FABRICE VEYSSEYRE-REDON
Sur cette question justement d'anticipation, est-ce que l'abandon par exemple de productions très consommatrices en eau comme le maïs, est-ce que leur abandon doit être étudié d'ores et déjà ?
MARC FESNEAU
Mais vous avez déjà une évolution des pratiques selon les territoires et on voit bien d'ailleurs que le maïs était plutôt dans les zones à forte pluviométrie plutôt que dans les zones à faible pluviométrie. Si vous êtes dans un printemps comme là il s'annonce, c'est-à-dire pas d’eau du tout, c’est le blé qui va manquer d'eau et s’il pleut cet été le maïs aura de l'eau. Donc caricaturer et figer un modèle agricole uniquement dans un modèle climatique, c'est plus compliqué que ça. Alors attendez, évidemment on a dans la. Certain nombre de territoires des productions dont on sait bien qu'elles seront moins faciles à mettre en oeuvre, le maïs mais pas que le maïs, le maraîchage dans certains territoires, la question qu'on a à mettre en oeuvre, c’est de la transition mais d'ailleurs quand vous regardez dans ces régions-là les agriculteurs se sont déjà adaptés. Quand vous regardez dans… attendez quand vous regardez sur la question du maïs, les variétés qu'on a aujourd'hui elles sont 20 à 30% plus économes en eau, donc c'est l'ensemble de la panoplie des choses qu'il faudra faire et dans le travail que nous faisons c'est un travail géographique des transitions qui sont à l'oeuvre.
ORIANE MANCINI
Mais est-ce que vous arrivez aujourd'hui à savoir quelle production seront touchées par la sécheresse hivernale en cours, est-ce que par exemple il y aura des conséquences sur le blé, est-ce que ça on peut déjà le dire ?
MARC FESNEAU
Aujourd’hui non parce qu'aujourd'hui on est dans une période où il fait frais, où la végétation n'est pas encore repartie parce qu'il a fait froid et où l'appel d'eau, le besoin d’eau ne sera pas puissant comme il va l’être dans 3 semaines ou un mois. Donc on ne peut pas dire aujourd'hui ça, essayons de dire et de documenter les choses. Après il faut se dire les choses, le blé consomme plus d'eau que le maïs, donc on va pas arrêter toutes les prévisions parce qu'il y a des productions… toutes les productions ont besoin d'eau, la seule difficulté sur le maïs, c'est que ça a besoin d'eau dans les périodes où il y a le moins d'eau disponible, en théorie, compte tenu de ce qu'est le climat aujourd'hui.

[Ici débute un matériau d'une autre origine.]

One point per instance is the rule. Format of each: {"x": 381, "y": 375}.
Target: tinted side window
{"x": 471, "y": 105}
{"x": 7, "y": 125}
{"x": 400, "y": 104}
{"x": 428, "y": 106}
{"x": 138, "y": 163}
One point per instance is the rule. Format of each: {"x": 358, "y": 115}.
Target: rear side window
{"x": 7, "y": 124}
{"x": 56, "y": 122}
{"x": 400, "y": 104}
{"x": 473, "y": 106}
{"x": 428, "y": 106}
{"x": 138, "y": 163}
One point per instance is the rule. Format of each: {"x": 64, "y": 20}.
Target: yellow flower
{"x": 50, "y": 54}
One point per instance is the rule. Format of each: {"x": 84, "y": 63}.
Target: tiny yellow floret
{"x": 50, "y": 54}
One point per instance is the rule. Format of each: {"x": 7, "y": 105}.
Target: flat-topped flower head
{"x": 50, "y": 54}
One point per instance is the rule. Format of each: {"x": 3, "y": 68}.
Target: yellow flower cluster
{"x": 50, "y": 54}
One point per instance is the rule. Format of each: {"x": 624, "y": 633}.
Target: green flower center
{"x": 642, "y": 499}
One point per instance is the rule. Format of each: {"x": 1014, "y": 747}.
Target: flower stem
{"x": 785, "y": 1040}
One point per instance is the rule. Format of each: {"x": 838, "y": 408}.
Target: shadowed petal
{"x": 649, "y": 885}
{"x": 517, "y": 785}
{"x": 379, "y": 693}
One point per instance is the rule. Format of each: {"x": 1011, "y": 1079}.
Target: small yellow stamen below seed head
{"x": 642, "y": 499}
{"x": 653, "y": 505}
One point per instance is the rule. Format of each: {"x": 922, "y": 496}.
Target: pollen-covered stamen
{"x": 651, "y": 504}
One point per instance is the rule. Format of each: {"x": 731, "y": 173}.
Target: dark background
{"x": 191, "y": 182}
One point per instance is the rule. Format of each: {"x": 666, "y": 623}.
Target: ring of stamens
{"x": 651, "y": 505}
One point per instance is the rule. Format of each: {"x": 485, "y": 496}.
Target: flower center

Et donc on a besoin de travail et des systèmes, mais dans les systèmes fourragés, les systèmes de prairie, dans les systèmes fourragés et dans les systèmes de prairie qui cet été ont été très lourdement pénalisés, si je n'ai pas du maïs ou des éléments complémentaires pour alimenter mon bétail, j'ai plus d'aliments pour le bétail, donc il faut quand même regarder ça avec raison.
ORIANE MANCINI
Un mot sur une autre crise, c'est la grippe aviaire évidemment qui inquiète, combien de volailles aujourd'hui ont été abattues à ce jour avec cet épisode de grippe aviaire, est-ce qu’il y a encore des foyers ?
MARC FESNEAU
Alors il y a encore des foyers, c'est en gros environ 308 foyers qui étaient à date concernée, on a eu un épisode qui s'est passé en 2 temps, une montée assez forte à l'automne qui nous a plutôt inquiété, plutôt dans les territoires historiques des Pays de Loire, désormais maîtrisée par les mesures de biosécurité qui ont été prises et je salue aussi l'engagement des producteurs et des éleveurs qui ont pris des mesures de ce qu'on appelle de dédensification, de repeuplement plus programmé, plus mis en oeuvre au fur et à mesure, pourquoi, parce que ça permet d'éviter le risque dans la période la plus grande. Aujourd'hui on a des foyers qui nous inquiètent en Bretagne, en particulier dans les Côtes-d'Armor avec un sentiment qu'il y a une progression là dans ces territoires-là, dans un mois on sera sorti, je le dis en prenant ma respiration et je sais que les éleveurs la prennent encore plus que moi. Et puis 2e et donc on a plutôt un épisode, on avait 1400 cas l'an dernier, on est plutôt à, on est à 300 à date donc c'est quand même beaucoup moins puissant. 2e élément on travaille aussi au-delà des mesures sanitaires de biosécurité sur un vaccin, l'objectif étant qu'à l'automne nous puissions mettre à disposition un vaccin, c'est quand même des mesures de biosécurité, les pratiques d'élevage et le vaccin, une manière d'essayer d'endiguer cette épidémie, cette épizootie, cette influenza aviaire qui est quand même un élément si nous n'étions pas intervenus, la filière disparaissait.
FABRICE VEYSSEYRE-REDON
C’est un vaccin français ?
MARC FESNEAU
C'est un vaccin, il y a des Français, il y en a d'autres, il y a 2 protocoles qui sont en cours, on attend la qualification puisque c'est des expérimentations qui ont lieu dans toute l'Europe. Il y a 4, 5 pays.
ORIANE MANCINI
Mais il y a d'autres abattages prévus, on est à combien d'abattage aujourd'hui ?
MARC FESNEAU
C’est plusieurs millions, une dizaine de millions, mais il y a toujours….
ORIANE MANCINI
Il y en a d’autres de prévus.
MARC FESNEAU
Mais dès qu'il y a un cas, et dès qu'il faut le faire, on le fait voilà. C’est le protocole qui a été décidé, ce n‘est jamais de gaîté de coeur que ça se fait, mais il faut qu’on arrive à juguler cet influenza.
ORIANE MANCINI
On va aller Audrey VUETAZ qui est dans les allées du salon avec à ses côtés un agriculteur Jean-Michel CURIEN qui est éleveur de race vosgienne et qui y a une question à vous poser Monsieur le Ministre.
AUDREY VUETAZ
Oui Jean-Michel qui touche une retraite à 800 euros car il n'a pas effectué une carrière complète dans une exploitation agricole même s'il a aidé ses parents quand il était jeune avant de reprendre l'exploitation familiale. Jean-Michel, un petit mot et puis vous aviez une question pour le ministre concernant la réforme.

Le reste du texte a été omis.